Print schneidet besser ab als gedacht

Von Januar bis Ende März 2018 haben die Unternehmen in Deutschland 7,3 Milliarden Euro für Werbung ausgegeben. Das geht aus dem jüngsten Nielsen Advertising Pressure Index hervor. Erstaunlich ist das Print wider erwarten überdurchschnittlich gut abschneidet.

Advertising Pressure Index

Der Nielsen Advertising Pressure Index ist ein neues Tool. Dahinter steht die Idee, abseits von nackten Zahlen die Entwicklung des Werbedrucks im Gesamtwerbemarkt zu analysieren. Dazu lässt Nielsen die Mediengattungen „gemäß ihrer Relevanz“ in den Index einfließen. Danach weist der März einen Index-Wert von 108 auf und liegt somit 8 Index-Punkte über dem durchschnittlichen Basisjahr 2016 und einen Punkt unter dem Wert von 2017. Während Januar und Februar traditionell Monate sind, in denen ein sehr geringes Werbeaufkommen verzeichnet wird, kann im März 2018 gegenüber dem Februar 2018 ein Anstieg von 18 Punkten registriert werden. Der Werbemarkt nimmt 2018 folglich langsam an Fahrt auf.
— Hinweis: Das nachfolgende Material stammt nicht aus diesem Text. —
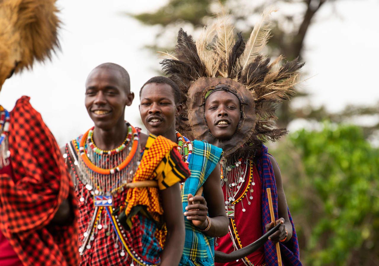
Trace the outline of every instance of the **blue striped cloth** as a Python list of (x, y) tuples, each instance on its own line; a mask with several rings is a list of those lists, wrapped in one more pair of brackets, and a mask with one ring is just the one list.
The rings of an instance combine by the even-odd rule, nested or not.
[[(188, 141), (186, 139), (186, 141)], [(188, 195), (194, 195), (217, 165), (222, 150), (209, 143), (198, 140), (192, 142), (192, 155), (188, 168), (191, 176), (184, 182), (182, 189), (183, 212), (188, 205)], [(203, 266), (215, 264), (213, 238), (206, 236), (184, 217), (186, 237), (184, 249), (179, 265)]]

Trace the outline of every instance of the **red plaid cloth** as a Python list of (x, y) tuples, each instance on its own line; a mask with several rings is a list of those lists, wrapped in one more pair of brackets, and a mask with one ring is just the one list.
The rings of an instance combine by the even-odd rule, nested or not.
[(71, 181), (54, 137), (29, 99), (21, 97), (11, 113), (14, 179), (0, 175), (0, 229), (25, 265), (76, 265), (76, 221), (50, 223), (67, 197), (77, 216)]

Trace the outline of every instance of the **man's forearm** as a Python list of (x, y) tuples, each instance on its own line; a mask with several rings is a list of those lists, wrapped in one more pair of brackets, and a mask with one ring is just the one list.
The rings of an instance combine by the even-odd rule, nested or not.
[[(221, 237), (228, 233), (229, 221), (226, 216), (216, 216), (210, 218), (209, 219), (211, 226), (208, 230), (204, 232), (204, 234), (211, 237)], [(208, 224), (205, 225), (208, 226)], [(206, 227), (200, 229), (204, 230), (206, 228)]]

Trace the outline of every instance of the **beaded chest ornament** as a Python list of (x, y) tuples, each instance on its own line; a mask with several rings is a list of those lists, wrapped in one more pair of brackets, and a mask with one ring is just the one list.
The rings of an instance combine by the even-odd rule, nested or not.
[(8, 134), (10, 120), (9, 112), (0, 105), (0, 168), (9, 164), (11, 152), (8, 149)]
[[(78, 144), (74, 140), (71, 143), (74, 147), (69, 144), (66, 145), (63, 157), (69, 161), (75, 175), (75, 189), (80, 195), (79, 201), (86, 204), (89, 194), (94, 197), (93, 215), (83, 234), (84, 238), (79, 250), (81, 255), (84, 254), (86, 249), (91, 248), (91, 242), (95, 240), (98, 231), (105, 230), (106, 235), (114, 240), (114, 248), (121, 248), (120, 256), (126, 255), (127, 257), (130, 255), (134, 262), (146, 264), (127, 245), (124, 229), (120, 226), (117, 216), (113, 214), (114, 199), (124, 191), (125, 185), (133, 180), (141, 160), (138, 133), (128, 123), (126, 125), (127, 137), (116, 149), (103, 151), (96, 146), (93, 140), (92, 128), (83, 135)], [(70, 152), (74, 156), (73, 163), (69, 156)], [(77, 155), (79, 156), (75, 156)], [(75, 166), (78, 168), (79, 174)], [(83, 185), (81, 191), (78, 191), (80, 182)], [(85, 189), (89, 192), (86, 193), (87, 196), (85, 198)], [(134, 265), (134, 263), (130, 265)]]

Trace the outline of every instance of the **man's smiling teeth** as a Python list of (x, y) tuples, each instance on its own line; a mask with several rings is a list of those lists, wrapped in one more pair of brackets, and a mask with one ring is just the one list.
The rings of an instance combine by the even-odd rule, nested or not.
[(104, 111), (104, 110), (97, 110), (94, 111), (94, 112), (97, 115), (105, 115), (109, 113), (109, 111)]

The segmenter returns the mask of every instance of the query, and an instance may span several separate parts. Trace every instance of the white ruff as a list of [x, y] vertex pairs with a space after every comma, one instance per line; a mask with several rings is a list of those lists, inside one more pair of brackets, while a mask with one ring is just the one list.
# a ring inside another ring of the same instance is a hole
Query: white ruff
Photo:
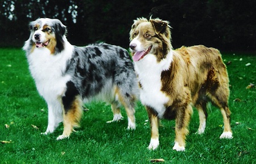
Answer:
[[169, 98], [161, 91], [162, 83], [161, 73], [168, 70], [173, 59], [172, 51], [169, 52], [165, 59], [157, 62], [156, 55], [148, 54], [143, 59], [134, 62], [135, 69], [142, 86], [140, 90], [140, 98], [142, 104], [153, 108], [163, 117], [165, 107], [164, 105]]
[[37, 90], [48, 103], [55, 101], [58, 97], [64, 94], [66, 83], [70, 79], [70, 76], [63, 76], [62, 73], [74, 48], [67, 41], [65, 42], [65, 50], [58, 54], [50, 54], [49, 49], [42, 47], [35, 48], [27, 56], [29, 70]]

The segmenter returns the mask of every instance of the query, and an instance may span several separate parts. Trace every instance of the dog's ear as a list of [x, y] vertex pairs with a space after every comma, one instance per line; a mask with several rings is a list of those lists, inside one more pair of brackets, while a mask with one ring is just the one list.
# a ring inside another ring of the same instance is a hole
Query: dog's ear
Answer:
[[56, 34], [58, 34], [61, 36], [63, 36], [66, 34], [67, 32], [66, 26], [64, 25], [59, 20], [54, 19], [53, 28]]
[[155, 32], [157, 35], [164, 30], [166, 30], [167, 28], [169, 28], [167, 21], [156, 19], [151, 19], [150, 21], [153, 25]]

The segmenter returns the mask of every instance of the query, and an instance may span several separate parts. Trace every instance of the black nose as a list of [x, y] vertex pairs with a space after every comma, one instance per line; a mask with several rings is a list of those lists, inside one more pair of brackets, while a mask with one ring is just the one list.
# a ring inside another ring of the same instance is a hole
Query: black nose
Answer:
[[137, 45], [135, 43], [131, 43], [130, 44], [130, 48], [131, 48], [131, 50], [134, 50], [136, 46], [137, 46]]
[[39, 39], [40, 38], [40, 36], [41, 36], [40, 34], [35, 34], [35, 35], [34, 36], [34, 37], [35, 37], [35, 38], [36, 39], [38, 40], [38, 39]]

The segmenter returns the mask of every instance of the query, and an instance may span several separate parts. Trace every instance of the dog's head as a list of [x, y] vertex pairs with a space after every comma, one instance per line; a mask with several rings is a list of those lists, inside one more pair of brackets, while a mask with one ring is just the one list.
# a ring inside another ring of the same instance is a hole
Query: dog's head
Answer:
[[157, 61], [164, 59], [172, 48], [169, 22], [159, 19], [138, 18], [130, 32], [130, 48], [134, 61], [147, 54], [156, 55]]
[[64, 49], [66, 29], [60, 20], [40, 18], [31, 22], [29, 26], [31, 35], [23, 47], [25, 50], [47, 48], [51, 54], [56, 54]]

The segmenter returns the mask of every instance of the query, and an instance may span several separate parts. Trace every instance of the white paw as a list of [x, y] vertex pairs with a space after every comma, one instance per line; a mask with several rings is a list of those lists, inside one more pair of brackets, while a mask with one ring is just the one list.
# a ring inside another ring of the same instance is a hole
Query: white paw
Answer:
[[185, 147], [181, 147], [179, 145], [178, 143], [176, 141], [175, 141], [174, 145], [173, 148], [172, 148], [173, 150], [176, 150], [178, 152], [184, 152], [185, 151]]
[[220, 136], [220, 139], [231, 139], [233, 138], [232, 132], [231, 131], [223, 132], [221, 135]]
[[123, 119], [123, 117], [122, 116], [121, 113], [116, 114], [114, 115], [114, 117], [113, 118], [113, 120], [107, 121], [106, 123], [111, 123], [113, 122], [117, 122], [120, 120]]
[[197, 134], [202, 134], [204, 132], [204, 128], [202, 127], [200, 128], [198, 128], [198, 130], [197, 131]]
[[59, 136], [57, 138], [57, 140], [62, 140], [62, 139], [63, 139], [69, 138], [69, 136], [65, 135], [59, 135]]
[[158, 138], [156, 139], [151, 139], [148, 149], [150, 150], [155, 150], [158, 147], [158, 145], [159, 145], [159, 140]]
[[53, 133], [54, 130], [49, 130], [48, 128], [47, 128], [46, 131], [45, 132], [41, 132], [41, 134], [42, 135], [48, 135], [51, 133]]
[[135, 130], [136, 128], [135, 123], [131, 121], [131, 119], [128, 117], [128, 127], [127, 127], [128, 130]]

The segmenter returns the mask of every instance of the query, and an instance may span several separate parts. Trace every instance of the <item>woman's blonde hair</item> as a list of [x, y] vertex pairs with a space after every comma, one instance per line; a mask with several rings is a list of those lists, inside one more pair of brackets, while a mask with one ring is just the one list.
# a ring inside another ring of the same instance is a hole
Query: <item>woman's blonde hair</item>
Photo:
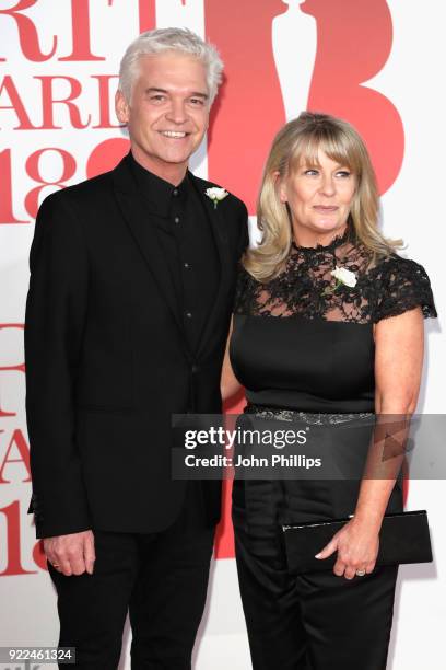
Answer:
[[371, 262], [388, 256], [402, 244], [401, 240], [387, 240], [378, 230], [375, 172], [357, 131], [347, 122], [328, 114], [303, 112], [278, 132], [265, 166], [257, 203], [261, 242], [257, 249], [248, 250], [243, 258], [247, 272], [259, 281], [272, 279], [280, 273], [293, 239], [289, 206], [280, 200], [279, 183], [292, 175], [302, 162], [318, 165], [319, 150], [356, 177], [349, 224], [357, 242], [369, 250]]

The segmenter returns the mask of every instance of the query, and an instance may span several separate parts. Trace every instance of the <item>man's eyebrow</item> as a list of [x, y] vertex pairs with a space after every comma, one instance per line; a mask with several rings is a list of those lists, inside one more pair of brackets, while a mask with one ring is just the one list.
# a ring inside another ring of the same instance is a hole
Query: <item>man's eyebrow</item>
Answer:
[[[166, 89], [160, 89], [159, 86], [150, 86], [149, 89], [145, 89], [145, 93], [165, 93], [168, 95], [169, 92], [166, 91]], [[195, 91], [190, 93], [190, 97], [202, 97], [203, 100], [208, 100], [209, 95], [202, 91]]]

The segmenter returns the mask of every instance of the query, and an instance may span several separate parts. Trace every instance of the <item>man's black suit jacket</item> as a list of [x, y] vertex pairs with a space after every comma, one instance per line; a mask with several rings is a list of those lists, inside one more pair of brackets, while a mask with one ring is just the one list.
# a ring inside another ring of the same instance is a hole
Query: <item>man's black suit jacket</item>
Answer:
[[[236, 267], [247, 244], [244, 204], [228, 195], [214, 208], [204, 195], [213, 184], [191, 180], [220, 262], [195, 353], [128, 158], [39, 209], [25, 324], [37, 538], [90, 528], [156, 532], [179, 511], [186, 483], [171, 477], [171, 415], [221, 412]], [[220, 482], [202, 489], [214, 523]]]

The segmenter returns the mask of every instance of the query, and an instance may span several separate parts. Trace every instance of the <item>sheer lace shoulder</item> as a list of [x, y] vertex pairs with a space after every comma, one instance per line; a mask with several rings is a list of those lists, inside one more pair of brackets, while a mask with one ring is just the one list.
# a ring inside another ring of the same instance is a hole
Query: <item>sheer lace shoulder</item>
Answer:
[[396, 254], [377, 265], [348, 232], [328, 245], [292, 245], [284, 269], [268, 282], [240, 267], [234, 312], [366, 324], [421, 305], [436, 316], [425, 270]]
[[374, 321], [398, 316], [421, 307], [425, 319], [437, 315], [431, 281], [422, 265], [408, 258], [392, 256], [377, 268], [379, 296]]

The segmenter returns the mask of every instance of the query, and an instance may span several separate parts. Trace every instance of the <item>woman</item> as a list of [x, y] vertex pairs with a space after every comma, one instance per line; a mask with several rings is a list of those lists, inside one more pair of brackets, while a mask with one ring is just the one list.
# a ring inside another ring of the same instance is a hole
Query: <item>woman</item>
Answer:
[[[373, 168], [352, 126], [303, 113], [280, 130], [259, 196], [261, 242], [242, 263], [224, 396], [243, 384], [251, 415], [281, 420], [286, 411], [306, 424], [415, 409], [423, 316], [435, 307], [424, 269], [396, 254], [400, 243], [380, 234], [377, 219]], [[375, 562], [383, 516], [400, 511], [402, 496], [397, 470], [384, 473], [235, 481], [254, 670], [386, 667], [398, 568]], [[333, 569], [292, 577], [281, 522], [351, 513], [318, 554], [337, 552]]]

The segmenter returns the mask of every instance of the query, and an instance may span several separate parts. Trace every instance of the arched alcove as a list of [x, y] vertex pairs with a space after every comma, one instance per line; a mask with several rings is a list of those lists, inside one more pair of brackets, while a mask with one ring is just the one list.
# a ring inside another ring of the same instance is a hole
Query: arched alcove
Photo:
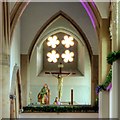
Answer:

Doch welche Kanäle profitieren? Was beim Blick in den Index auffällt: Print performt mit einem um 2 Punkte höheren Indexwert im Vergleich zum März 2017 am besten von allen Mediengattungen. Trotzdem läuft nicht alles rund. So können sich die Zeitungenzwar über mehr Anzeigenvolumen im Vergleich zum Vorjahresmonat freuen (6 Prozent), die Zeitschriften hingegen büßen 7 Prozent ein. Die Mediengattung mit dem größten Indexrückgang im Vorjahresvergleich ist mit einem Minus von 11 Punkten Out-of-Home.